(Hey – I’m no literary critic! Just want to share some of the things I see as a writer in a fellow writer’s work)
I just finished this short, powerful novel set in Nigeria in the late 1800s. The main character is a village leader, Okonko, a proud angry man with little self-knowledge. Okonko’s friends and tribal elders have to warn him to behave with compassion, but he continually ignores this wisdom because he’s afraid of appearing weak. His tragic fall is in counterpoint to the arrival of British missionaries, the resulting clash and eventual absorption of his tribe into a colonial system.

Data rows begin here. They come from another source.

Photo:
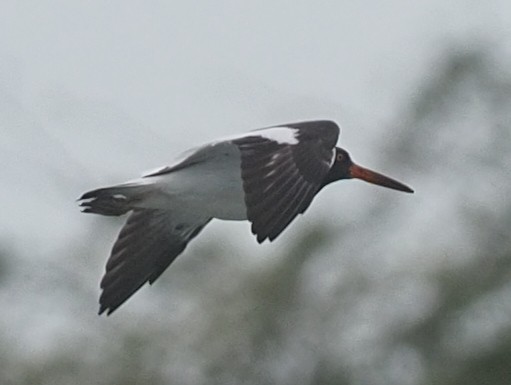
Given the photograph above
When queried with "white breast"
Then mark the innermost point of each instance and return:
(211, 188)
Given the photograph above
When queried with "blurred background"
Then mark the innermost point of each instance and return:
(369, 287)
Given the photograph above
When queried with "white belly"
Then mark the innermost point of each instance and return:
(211, 189)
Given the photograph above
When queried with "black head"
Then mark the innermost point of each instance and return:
(344, 168)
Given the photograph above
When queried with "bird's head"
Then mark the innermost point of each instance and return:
(344, 168)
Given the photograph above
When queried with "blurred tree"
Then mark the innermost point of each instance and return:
(281, 321)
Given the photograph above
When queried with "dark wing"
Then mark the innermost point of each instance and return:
(280, 179)
(145, 247)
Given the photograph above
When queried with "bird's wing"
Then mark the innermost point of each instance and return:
(147, 244)
(282, 171)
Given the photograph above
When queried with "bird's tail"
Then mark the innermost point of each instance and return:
(114, 200)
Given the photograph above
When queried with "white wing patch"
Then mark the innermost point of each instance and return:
(281, 135)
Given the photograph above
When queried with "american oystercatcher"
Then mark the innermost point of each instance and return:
(267, 176)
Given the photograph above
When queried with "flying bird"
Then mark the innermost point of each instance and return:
(266, 176)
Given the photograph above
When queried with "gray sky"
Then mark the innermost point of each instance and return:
(94, 93)
(97, 92)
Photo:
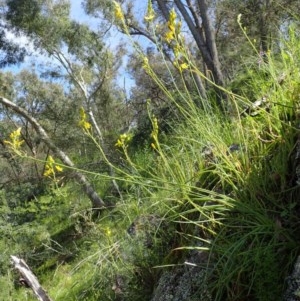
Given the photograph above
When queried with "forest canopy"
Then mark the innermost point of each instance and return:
(150, 150)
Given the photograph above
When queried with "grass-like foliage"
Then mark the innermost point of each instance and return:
(222, 183)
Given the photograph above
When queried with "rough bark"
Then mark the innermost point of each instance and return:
(204, 37)
(30, 278)
(97, 202)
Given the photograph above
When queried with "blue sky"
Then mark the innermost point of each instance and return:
(77, 13)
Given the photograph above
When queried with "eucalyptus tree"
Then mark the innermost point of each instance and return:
(196, 17)
(83, 60)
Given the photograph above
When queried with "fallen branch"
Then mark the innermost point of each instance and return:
(30, 279)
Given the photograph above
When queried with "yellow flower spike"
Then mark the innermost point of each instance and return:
(153, 146)
(83, 123)
(118, 11)
(50, 168)
(154, 132)
(15, 141)
(150, 12)
(169, 36)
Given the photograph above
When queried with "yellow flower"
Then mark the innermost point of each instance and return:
(153, 146)
(150, 12)
(118, 11)
(174, 28)
(123, 140)
(169, 36)
(15, 141)
(83, 123)
(154, 132)
(181, 66)
(51, 167)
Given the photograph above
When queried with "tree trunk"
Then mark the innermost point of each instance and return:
(97, 202)
(204, 37)
(30, 279)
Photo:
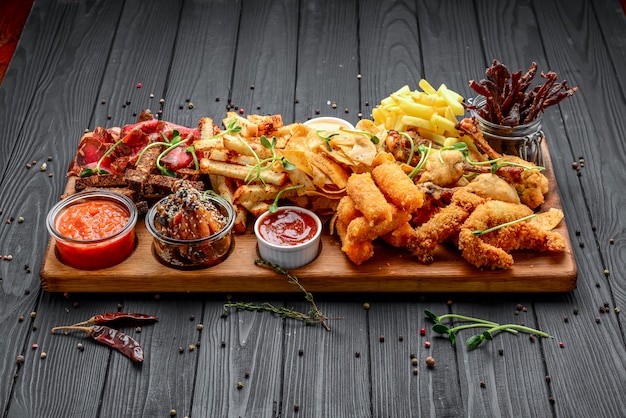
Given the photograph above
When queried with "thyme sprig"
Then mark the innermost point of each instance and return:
(470, 322)
(266, 163)
(274, 206)
(314, 316)
(495, 228)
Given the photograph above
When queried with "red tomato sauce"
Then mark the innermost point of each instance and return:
(93, 222)
(288, 227)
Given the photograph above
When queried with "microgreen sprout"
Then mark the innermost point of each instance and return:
(97, 170)
(170, 145)
(412, 146)
(471, 322)
(231, 128)
(495, 228)
(424, 154)
(274, 206)
(266, 163)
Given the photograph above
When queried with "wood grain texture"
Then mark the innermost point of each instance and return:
(201, 50)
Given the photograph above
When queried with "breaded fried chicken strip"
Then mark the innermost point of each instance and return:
(398, 187)
(443, 225)
(357, 251)
(368, 199)
(491, 250)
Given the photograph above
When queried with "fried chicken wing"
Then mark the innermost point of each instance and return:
(442, 225)
(397, 186)
(491, 250)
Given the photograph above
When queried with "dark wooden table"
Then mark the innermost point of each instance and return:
(77, 66)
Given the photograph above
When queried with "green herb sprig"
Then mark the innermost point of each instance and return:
(266, 163)
(495, 228)
(469, 322)
(314, 316)
(274, 206)
(97, 170)
(169, 145)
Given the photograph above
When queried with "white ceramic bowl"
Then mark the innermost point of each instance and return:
(328, 123)
(289, 254)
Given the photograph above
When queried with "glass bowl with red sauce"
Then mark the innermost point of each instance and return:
(289, 237)
(93, 230)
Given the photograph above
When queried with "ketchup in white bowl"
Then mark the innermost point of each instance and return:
(288, 237)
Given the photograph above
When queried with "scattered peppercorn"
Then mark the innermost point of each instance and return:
(430, 362)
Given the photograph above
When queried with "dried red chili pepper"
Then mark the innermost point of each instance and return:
(129, 318)
(507, 101)
(118, 340)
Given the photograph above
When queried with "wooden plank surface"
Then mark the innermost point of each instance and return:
(204, 50)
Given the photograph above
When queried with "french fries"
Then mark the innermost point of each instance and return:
(432, 112)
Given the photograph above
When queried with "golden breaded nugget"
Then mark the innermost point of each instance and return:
(368, 198)
(397, 186)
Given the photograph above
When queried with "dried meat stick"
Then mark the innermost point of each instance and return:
(368, 199)
(397, 186)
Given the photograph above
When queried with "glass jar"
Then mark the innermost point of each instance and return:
(523, 141)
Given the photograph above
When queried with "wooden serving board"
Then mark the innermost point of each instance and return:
(390, 270)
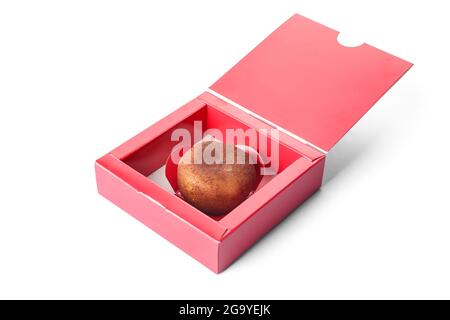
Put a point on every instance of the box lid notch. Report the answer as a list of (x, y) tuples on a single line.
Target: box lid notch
[(301, 79)]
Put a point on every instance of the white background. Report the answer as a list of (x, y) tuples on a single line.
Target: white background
[(77, 78)]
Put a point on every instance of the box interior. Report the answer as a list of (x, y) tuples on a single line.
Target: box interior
[(150, 159)]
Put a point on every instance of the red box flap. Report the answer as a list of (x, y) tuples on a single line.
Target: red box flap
[(302, 80)]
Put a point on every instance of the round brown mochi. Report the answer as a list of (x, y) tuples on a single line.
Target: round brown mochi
[(212, 184)]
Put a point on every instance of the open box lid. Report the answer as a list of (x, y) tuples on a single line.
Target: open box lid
[(302, 80)]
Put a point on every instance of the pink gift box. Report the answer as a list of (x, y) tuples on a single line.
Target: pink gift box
[(299, 80)]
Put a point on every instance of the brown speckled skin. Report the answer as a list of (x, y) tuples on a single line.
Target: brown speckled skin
[(215, 189)]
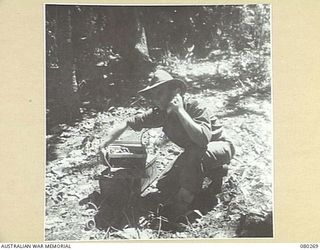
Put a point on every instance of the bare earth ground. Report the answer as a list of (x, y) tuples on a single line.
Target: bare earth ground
[(247, 190)]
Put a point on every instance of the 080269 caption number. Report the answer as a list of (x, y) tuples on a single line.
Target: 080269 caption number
[(309, 245)]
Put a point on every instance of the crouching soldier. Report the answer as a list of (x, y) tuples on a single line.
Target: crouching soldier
[(190, 127)]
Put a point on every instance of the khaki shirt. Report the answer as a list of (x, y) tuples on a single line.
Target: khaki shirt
[(174, 129)]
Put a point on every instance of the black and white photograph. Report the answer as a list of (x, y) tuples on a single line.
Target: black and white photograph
[(158, 122)]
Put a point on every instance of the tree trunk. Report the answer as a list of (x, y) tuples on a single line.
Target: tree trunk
[(68, 84)]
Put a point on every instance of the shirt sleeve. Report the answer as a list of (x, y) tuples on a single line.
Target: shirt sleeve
[(152, 118), (200, 116)]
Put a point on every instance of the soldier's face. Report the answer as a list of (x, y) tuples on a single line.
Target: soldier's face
[(161, 96)]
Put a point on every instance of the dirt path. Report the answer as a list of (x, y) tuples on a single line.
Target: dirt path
[(247, 190)]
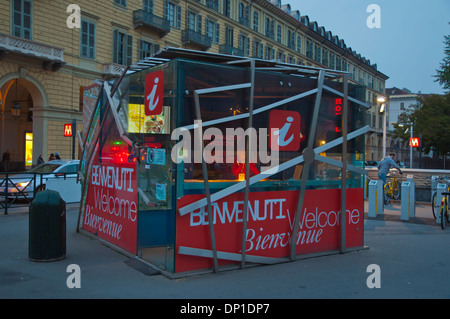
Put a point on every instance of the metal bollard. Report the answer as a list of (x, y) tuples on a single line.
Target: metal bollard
[(408, 200), (376, 203), (439, 190), (434, 182)]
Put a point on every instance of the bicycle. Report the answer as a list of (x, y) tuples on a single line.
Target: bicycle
[(444, 210), (391, 188), (435, 205)]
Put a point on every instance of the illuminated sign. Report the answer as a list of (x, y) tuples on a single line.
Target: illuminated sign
[(286, 126), (154, 93), (338, 112), (68, 130), (415, 142), (138, 122)]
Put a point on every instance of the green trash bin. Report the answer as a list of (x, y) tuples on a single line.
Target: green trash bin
[(47, 227)]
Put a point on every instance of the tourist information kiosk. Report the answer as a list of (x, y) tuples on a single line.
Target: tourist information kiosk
[(195, 161)]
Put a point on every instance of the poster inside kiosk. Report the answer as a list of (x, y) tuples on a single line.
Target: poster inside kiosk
[(142, 198)]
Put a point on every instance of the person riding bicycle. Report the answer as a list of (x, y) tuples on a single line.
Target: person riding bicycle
[(385, 165)]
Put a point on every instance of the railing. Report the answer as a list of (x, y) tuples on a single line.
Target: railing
[(229, 49), (11, 192), (113, 69), (32, 48), (148, 19), (194, 37)]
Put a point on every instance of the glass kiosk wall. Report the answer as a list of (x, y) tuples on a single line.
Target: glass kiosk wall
[(162, 145)]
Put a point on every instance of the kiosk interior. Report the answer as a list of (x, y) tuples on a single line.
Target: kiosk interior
[(282, 146)]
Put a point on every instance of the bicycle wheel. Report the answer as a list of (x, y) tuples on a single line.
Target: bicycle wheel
[(443, 214), (395, 190), (433, 205), (447, 213)]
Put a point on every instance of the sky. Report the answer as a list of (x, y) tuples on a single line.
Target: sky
[(408, 46)]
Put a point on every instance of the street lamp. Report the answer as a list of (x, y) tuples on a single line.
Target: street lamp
[(383, 109), (15, 108), (410, 141)]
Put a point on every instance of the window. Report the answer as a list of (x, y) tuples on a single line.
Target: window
[(244, 44), (213, 4), (121, 2), (147, 48), (279, 31), (281, 57), (318, 54), (291, 39), (299, 44), (258, 49), (309, 49), (122, 48), (147, 6), (227, 8), (269, 53), (325, 57), (87, 46), (172, 12), (244, 14), (21, 19), (213, 30), (256, 21), (194, 21), (229, 35), (291, 59)]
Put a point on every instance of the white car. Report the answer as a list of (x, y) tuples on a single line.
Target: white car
[(24, 185)]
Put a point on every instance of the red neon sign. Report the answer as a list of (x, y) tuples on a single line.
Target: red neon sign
[(338, 111), (415, 141), (68, 130)]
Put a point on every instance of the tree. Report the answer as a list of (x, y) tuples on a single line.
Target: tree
[(430, 118), (443, 73)]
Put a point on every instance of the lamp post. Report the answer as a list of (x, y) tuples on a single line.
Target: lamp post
[(15, 108), (383, 109), (410, 141)]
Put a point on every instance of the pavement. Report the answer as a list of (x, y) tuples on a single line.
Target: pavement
[(413, 259)]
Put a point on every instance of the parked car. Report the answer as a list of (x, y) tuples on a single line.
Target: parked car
[(24, 185), (371, 163)]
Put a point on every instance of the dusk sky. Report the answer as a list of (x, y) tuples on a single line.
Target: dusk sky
[(409, 45)]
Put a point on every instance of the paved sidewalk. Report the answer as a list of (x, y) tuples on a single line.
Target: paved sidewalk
[(413, 258)]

Unlike traditional Western literature, there is no real subjective viewpoint. Rather, the story is told from a sympathetic distance. The traditions and ceremonies of the tribe, as well as the day-to-day operations, have more value than the individual ego. For instance, only halfway through do we learn the romantic and dramatic story of Okonko and his second wife, Ekwefi. I could imagine this love story being more developed in a traditional Western narrative, because the individual is ascendant in our culture.
At first, I couldn’t find the thread through all the folk fables, but they culminate in the story of the Tortoise, whose greed and arrogance lead to a hard fall from heaven, mirroring Okonko’s fall.
The most suspenseful section is when Okonko and Ekwefi follow the village priestess on a frightening journey in the pitch dark night. She’s spirited away their only daughter and Ekwefi, who’s already lost nine children, is terrified she’ll lose Ezinma. Shades of Orpheus and Eurydice.
The strongest part was when Okonko returns from his seven-year exile and finds Christianity has invaded his tribe. The point of view widens to include the entire tribe’s take on these foolish but persistent do-gooders.